Die ursprünglich mit fünf Lebensgeschichten gestartete Plattform umfasst mittlerweile über 20 sorgfältig recherchierte und multimedial aufbereitete Biografien. Mehr als 800 Bilder dokumentieren die Schicksale der Betroffenen und den Weg der geraubten Kunstwerke durch die Jahrzehnte.

Aus datenschutzrechtlichen Gründen benötigt Vimeo Ihre Einwilligung um geladen zu werden. Mehr Informationen finden Sie unter Datenschutzerklärung.

Ein Storytelling-Framework

Um diese sensiblen Inhalte angemessen zu präsentieren, wurde ein maßgeschneidertes Storytelling-Framework entwickelt. Dieses ermöglicht es auch der wissenschaftlichen Redaktion ohne umfangreiche digitale Vorkenntnisse, komplexe multimediale Geschichten zu erzählen.

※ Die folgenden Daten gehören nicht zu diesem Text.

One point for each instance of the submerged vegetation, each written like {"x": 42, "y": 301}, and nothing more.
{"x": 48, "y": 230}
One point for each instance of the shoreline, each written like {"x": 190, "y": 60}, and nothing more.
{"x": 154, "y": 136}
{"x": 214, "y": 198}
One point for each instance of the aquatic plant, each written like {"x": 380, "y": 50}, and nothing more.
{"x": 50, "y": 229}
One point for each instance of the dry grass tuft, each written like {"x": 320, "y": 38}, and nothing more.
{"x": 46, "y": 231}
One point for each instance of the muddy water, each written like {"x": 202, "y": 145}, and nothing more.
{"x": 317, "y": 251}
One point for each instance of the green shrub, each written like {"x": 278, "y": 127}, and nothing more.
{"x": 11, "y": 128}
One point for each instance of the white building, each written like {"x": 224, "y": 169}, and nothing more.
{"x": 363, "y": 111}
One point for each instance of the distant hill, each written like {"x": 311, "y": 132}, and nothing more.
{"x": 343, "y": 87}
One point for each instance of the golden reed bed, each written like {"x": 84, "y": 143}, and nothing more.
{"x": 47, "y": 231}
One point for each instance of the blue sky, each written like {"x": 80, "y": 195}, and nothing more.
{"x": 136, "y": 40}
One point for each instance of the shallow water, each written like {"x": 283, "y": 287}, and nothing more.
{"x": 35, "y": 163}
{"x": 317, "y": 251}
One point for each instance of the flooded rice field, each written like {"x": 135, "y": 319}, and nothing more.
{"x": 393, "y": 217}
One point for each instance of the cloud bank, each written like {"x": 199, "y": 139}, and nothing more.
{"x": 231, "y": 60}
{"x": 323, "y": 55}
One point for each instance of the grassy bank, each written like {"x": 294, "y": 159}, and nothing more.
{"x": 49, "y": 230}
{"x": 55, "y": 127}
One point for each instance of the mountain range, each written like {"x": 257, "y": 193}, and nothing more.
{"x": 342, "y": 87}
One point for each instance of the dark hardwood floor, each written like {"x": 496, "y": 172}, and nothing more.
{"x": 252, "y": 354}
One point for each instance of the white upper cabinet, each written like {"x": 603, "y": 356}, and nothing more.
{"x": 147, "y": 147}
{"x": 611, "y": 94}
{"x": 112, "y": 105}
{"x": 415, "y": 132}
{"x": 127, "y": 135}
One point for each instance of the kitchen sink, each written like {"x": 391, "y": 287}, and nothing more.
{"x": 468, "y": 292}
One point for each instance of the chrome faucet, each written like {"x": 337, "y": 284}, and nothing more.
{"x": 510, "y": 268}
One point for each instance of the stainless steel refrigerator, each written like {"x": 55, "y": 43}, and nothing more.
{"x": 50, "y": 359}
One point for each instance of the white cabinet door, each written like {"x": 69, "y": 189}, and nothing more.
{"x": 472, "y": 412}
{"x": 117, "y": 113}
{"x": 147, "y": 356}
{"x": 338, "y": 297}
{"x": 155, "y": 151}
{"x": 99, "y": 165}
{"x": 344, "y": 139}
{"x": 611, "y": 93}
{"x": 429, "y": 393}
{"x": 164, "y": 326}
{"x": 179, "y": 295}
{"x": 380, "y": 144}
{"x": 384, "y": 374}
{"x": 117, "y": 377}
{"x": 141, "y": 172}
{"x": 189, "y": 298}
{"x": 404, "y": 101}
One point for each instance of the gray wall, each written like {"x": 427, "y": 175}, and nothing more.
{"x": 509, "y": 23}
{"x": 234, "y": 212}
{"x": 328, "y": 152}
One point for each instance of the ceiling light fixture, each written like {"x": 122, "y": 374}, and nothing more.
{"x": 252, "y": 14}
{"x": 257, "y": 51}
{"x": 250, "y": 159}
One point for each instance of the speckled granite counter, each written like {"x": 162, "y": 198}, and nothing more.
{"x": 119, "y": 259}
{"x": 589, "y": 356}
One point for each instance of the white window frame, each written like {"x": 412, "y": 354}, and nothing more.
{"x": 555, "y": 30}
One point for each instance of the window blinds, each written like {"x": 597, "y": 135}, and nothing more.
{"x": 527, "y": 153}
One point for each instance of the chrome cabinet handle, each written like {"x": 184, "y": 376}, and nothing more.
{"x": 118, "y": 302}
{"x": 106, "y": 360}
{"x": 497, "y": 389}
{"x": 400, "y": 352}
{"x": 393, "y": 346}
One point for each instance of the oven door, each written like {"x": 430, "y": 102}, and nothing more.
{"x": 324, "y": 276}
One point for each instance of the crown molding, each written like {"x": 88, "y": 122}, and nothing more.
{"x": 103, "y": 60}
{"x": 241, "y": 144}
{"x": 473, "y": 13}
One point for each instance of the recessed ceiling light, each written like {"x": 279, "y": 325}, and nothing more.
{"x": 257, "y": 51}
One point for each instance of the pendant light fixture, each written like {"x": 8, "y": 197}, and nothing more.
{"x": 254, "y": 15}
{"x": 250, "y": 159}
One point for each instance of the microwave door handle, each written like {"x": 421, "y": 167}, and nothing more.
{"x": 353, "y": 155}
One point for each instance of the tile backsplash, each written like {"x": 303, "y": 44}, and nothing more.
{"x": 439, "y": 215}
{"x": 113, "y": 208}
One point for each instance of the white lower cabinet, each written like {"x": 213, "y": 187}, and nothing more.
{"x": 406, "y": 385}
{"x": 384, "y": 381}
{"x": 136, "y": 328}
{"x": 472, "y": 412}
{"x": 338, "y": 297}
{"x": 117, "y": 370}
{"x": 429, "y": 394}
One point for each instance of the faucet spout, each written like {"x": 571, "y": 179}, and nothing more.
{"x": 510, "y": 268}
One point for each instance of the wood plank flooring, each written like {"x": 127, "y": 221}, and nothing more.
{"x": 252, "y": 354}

Die Plattform beeindruckt durch ihre technische Vielfalt. Über 20 verschiedene Module ermöglichen abwechslungsreiches Storytelling:

  • Video- und Audio-Dateien machen die Geschichte lebendig
  • Vorher-Nachher-Slider visualisieren Restaurierungsarbeiten
  • Interaktive Karten zeigen Fluchtwege und Stationen der Kunstwerke
  • Zoomfunktionen erlauben detaillierte Betrachtungen der Objekte

Besonders wichtig war den Projektverantwortlichen dabei, ein barrierefreies System zu schaffen, das für alle Menschen zugänglich ist. Die zweisprachige Ausrichtung (Deutsch/Englisch) unterstreicht zudem den internationalen Charakter dieser Aufarbeitung.

Ein wachsendes digitales Archiv mit gesellschaftlicher Relevanz

In Kooperation mit dem Rundfunk Berlin-Brandenburg (rbb) und dem Bayerischen Rundfunk (BR) entstanden ergänzend hochwertige Kurzdokumentationen, die auf der Plattform integriert sind. Diese medienübergreifende Zusammenarbeit verdeutlicht die gesellschaftliche Relevanz des Projekts.

Die Zielgruppe ist bewusst breit gefasst: Von direkt Betroffenen und ihren Nachkommen über Kunst- und Geschichtsinteressierte bis hin zu Fachpublikum aus Politik, Presse und der musealen Community richtet sich das Angebot an alle, die sich mit diesem wichtigen Kapitel deutscher Geschichte auseinandersetzen möchten.

Sensible Themen digital vermitteln

Die Umsetzung eines solchen Projekts stellt besondere Anforderungen an alle Beteiligten. Das Thema NS-Raubkunst ist für die beteiligten Institutionen heikel – schließlich geht es auch um die kritische Aufarbeitung der eigenen Sammlungsgeschichte. Umso bemerkenswerter ist der offene und transparente Umgang mit diesem schwierigen Erbe.

Die digitale Plattform wächst kontinuierlich weiter und entwickelt sich zu einem bedeutenden Archiv der Erinnerungskultur. Sie zeigt exemplarisch, wie moderne Technologie dazu beitragen kann, historisches Unrecht aufzuarbeiten und den Betroffenen eine Stimme zu geben.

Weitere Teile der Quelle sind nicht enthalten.